Among these trends are an increased interest in fresh, refrigerated pet food.
The Associated Press reports that “U.S. sales of fresh pet food in groceries and pet stores jumped 70% to more than $546 million between 2015 and 2018, according to Nielsen, a data company. That doesn’t include online sales or people making their own fresh pet food.”
As a manufacturer, if you’re considering the refrigerated pet food space, there are important differences to keep in mind when it comes to processing and distributing these chilled goods.
Compared to a facility that processes dry pet food, one that produces a chilled product requires a fully refrigerated facility. Unlike dry kibble, refrigerated pet food needs to be kept at proper temperatures throughout processing, storage, packaging and distribution.
Let’s look at some of the ways refrigerated facilities are different from your average dry pet food plant.
In a standard ambient warehouse, roof insulation would only need to be designed to meet the local code requirements. With a refrigerated building, the roof insulation is designed for thermal considerations (higher R-value and greater thermal efficiency), which also costs more.
In a new facility, the thermal envelope would be placed on the roof. If retrofitting an existing building, this specialized roofing would hang from the existing roof inside the building — essentially, a “box within a box” design.
In a traditional pet food facility, walls only need to meet minimal building codes.

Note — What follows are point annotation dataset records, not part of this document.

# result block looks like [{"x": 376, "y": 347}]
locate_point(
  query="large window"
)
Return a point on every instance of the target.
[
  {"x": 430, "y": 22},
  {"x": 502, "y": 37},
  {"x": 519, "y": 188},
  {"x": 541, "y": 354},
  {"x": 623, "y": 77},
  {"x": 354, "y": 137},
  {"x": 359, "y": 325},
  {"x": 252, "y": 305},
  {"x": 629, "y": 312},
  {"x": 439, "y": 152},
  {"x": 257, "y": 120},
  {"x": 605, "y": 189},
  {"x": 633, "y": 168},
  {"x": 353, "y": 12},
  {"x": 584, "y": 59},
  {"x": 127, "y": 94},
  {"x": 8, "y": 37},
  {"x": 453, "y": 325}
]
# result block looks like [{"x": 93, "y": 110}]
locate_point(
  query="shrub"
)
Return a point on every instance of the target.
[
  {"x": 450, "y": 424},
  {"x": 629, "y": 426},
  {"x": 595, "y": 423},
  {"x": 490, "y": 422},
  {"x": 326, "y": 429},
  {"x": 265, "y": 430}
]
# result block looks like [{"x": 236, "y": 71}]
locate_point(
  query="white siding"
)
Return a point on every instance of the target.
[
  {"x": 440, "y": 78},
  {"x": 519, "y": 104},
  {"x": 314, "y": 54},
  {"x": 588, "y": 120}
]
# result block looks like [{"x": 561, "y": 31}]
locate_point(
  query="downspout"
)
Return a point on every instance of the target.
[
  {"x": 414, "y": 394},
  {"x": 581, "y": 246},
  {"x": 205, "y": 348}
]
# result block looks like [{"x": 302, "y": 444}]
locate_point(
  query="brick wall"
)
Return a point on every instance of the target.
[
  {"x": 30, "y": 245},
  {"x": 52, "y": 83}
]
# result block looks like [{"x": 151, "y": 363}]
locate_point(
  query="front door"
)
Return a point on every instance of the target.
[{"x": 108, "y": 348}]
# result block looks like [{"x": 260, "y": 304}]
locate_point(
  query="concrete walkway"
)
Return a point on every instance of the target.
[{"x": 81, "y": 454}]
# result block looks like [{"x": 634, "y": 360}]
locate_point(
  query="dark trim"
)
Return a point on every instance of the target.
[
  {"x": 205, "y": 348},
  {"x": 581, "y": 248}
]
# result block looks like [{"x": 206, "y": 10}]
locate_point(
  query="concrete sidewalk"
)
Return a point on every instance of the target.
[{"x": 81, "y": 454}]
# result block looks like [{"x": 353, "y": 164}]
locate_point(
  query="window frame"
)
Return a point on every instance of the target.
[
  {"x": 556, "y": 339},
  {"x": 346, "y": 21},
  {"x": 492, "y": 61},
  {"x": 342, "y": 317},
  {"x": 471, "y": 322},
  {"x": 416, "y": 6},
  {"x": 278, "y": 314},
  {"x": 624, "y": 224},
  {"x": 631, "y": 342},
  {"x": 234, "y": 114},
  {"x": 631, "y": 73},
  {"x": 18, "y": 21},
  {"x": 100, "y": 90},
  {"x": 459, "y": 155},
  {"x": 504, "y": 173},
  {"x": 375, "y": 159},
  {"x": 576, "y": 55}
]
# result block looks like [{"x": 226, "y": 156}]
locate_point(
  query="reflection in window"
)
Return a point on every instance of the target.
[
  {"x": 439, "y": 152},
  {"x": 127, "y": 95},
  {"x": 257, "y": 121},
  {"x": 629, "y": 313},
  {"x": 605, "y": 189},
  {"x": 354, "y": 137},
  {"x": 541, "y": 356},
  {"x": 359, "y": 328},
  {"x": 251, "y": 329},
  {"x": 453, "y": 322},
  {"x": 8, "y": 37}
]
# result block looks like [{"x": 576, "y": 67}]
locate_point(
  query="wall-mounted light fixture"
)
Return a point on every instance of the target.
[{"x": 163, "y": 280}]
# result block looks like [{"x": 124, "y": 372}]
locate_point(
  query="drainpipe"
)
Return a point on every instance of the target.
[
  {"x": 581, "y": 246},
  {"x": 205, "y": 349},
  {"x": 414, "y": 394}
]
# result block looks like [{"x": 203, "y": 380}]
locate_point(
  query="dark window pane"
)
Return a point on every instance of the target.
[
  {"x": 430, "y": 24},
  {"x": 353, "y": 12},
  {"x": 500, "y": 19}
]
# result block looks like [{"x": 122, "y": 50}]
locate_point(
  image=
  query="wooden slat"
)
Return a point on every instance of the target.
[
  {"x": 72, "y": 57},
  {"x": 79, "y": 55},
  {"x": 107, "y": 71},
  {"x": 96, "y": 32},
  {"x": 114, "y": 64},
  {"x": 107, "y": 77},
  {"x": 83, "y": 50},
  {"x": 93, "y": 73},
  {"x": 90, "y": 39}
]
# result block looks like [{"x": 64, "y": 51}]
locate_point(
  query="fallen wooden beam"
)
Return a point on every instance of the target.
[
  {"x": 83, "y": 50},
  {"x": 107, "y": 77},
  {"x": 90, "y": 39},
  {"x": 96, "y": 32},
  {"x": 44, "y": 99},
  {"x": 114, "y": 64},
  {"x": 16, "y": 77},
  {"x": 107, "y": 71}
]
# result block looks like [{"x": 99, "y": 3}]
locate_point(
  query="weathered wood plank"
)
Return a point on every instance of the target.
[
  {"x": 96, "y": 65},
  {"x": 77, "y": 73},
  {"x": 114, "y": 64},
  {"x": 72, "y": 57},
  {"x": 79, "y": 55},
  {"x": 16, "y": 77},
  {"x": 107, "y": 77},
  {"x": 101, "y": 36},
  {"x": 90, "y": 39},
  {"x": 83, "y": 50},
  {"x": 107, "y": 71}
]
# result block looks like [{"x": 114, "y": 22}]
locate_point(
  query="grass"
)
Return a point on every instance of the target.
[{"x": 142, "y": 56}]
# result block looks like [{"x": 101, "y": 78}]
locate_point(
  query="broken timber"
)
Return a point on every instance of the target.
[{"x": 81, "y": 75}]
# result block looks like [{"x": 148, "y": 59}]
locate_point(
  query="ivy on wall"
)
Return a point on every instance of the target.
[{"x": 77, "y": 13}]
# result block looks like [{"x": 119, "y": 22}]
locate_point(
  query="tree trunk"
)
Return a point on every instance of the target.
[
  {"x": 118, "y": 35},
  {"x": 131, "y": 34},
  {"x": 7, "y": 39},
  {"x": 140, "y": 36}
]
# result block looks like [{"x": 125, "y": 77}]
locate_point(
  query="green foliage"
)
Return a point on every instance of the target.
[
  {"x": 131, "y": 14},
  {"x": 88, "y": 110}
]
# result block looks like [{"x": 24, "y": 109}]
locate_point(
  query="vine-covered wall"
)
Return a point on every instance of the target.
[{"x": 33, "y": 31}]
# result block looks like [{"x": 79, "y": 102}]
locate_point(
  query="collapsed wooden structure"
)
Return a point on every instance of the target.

However, with a refrigerated facility, walls are designed with a greater R-value to avoid heat transfer and to maintain optimum temperatures within the building.
The design of truck docks differs greatly in a refrigerated facility compared to your typical industrial building. First, a refrigerated trailer has insulation in its floor system, making it taller than an ambient trailer. Therefore, you must design the facility’s floor elevation to accommodate this specialized trailer height.
Refrigerated facilities feature unique, cushioned dock seals to prevent heat loss where a trailer meets the door of the loading dock. These airlock seals are an added cost compared to a typical facility.
Ambient facilities often have traditional dock pit levelers, which store horizontally. These basic levelers act like a ramp and compensate for the difference between the building floor and trailer bed height.
In a refrigerated facility, however, a vertical-storing dock leveler is preferred. Although they require a greater initial investment, these levelers allow for a better seal at the dock door, which minimizes temperature loss.
Due to the energy required to power the refrigeration system, the electrical capacity in a cold facility must be higher compared to a traditional plant. If retrofitting an existing building, its electrical system must be upgraded to support the refrigeration equipment, such as the motors for compressors and fans.
Refrigeration system safety
Many modern cold facilities feature ammonia refrigeration systems, which come with their own set of safety requirements and standards. If any one location has more than 10,000 pounds of ammonia charge, the federal government requires a project safety management (PSM) program be established so that employees know how to deal with a potential ammonia leak in the event of an emergency.